More accurate and more secure

The development of laser communications has been accelerated by the growing demand for communication in the ‘ether’. The capacity limits of traditional radio frequencies for satellite communication have been reached.

Laser communications resolve this problem. In addition, have the advantage of being virtually unaffected by interference and any potential detection. Unlike the already crowded radio frequencies, laser communication is extremely difficult to intercept because the beam is much narrower. Laser terminals are consequently more compact and therefore lighter. They also consume less energy and are more accurate as well as more secure than radio communications.

Laser communications

The collaboration between the European aerospace company and the Dutch scientific research organization is an example of innovative approaches being taken within Europe.

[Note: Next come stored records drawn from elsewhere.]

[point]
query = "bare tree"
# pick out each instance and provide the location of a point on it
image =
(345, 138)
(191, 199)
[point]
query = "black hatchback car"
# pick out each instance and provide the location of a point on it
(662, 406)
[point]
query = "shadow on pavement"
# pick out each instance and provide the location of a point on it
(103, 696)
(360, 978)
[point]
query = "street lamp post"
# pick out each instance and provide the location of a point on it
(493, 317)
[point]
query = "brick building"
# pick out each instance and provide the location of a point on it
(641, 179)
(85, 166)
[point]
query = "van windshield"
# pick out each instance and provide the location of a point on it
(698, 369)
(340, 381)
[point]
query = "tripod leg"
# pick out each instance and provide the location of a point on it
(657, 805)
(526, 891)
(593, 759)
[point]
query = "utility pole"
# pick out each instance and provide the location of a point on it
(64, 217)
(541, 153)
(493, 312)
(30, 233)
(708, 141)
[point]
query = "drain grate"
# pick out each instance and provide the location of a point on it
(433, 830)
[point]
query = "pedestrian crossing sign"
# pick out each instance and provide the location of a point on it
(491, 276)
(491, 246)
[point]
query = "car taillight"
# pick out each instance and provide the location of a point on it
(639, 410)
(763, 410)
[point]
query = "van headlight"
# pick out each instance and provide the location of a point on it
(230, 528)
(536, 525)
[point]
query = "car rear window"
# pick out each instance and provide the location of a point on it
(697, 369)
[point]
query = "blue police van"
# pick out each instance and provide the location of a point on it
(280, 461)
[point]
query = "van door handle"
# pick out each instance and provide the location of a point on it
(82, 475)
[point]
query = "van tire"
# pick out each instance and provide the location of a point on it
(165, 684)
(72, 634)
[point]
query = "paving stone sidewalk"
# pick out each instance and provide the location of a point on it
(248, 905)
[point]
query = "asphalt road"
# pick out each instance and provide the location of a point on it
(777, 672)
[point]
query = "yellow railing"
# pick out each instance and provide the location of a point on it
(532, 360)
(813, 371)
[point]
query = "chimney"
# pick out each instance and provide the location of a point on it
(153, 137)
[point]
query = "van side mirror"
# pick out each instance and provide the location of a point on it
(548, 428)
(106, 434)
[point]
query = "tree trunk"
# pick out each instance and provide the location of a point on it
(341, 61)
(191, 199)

Airbus brings to this collaboration the expertise of their program that is dedicated to the development of laser satellite communications, called SpaceDataHighway. Airbus is also coordinating the development of the terminal and testing on the ground and in the air. TNO is contributing its experience in high-precision opto-mechatronics. TNO is supported by the Dutch space industry.

Alphasat satellite

The first tests will take place at the end of 2021, and in early 2022, ground tests will be carried out on the Spanish island of Tenerife, where a connection will be established between an UltraAir demonstration model and the laser terminal on board the Alphasat satellite. For final verification, the UltraAir demonstration model will be integrated into aircraft in mid-2022 so that it can also be tested on flights.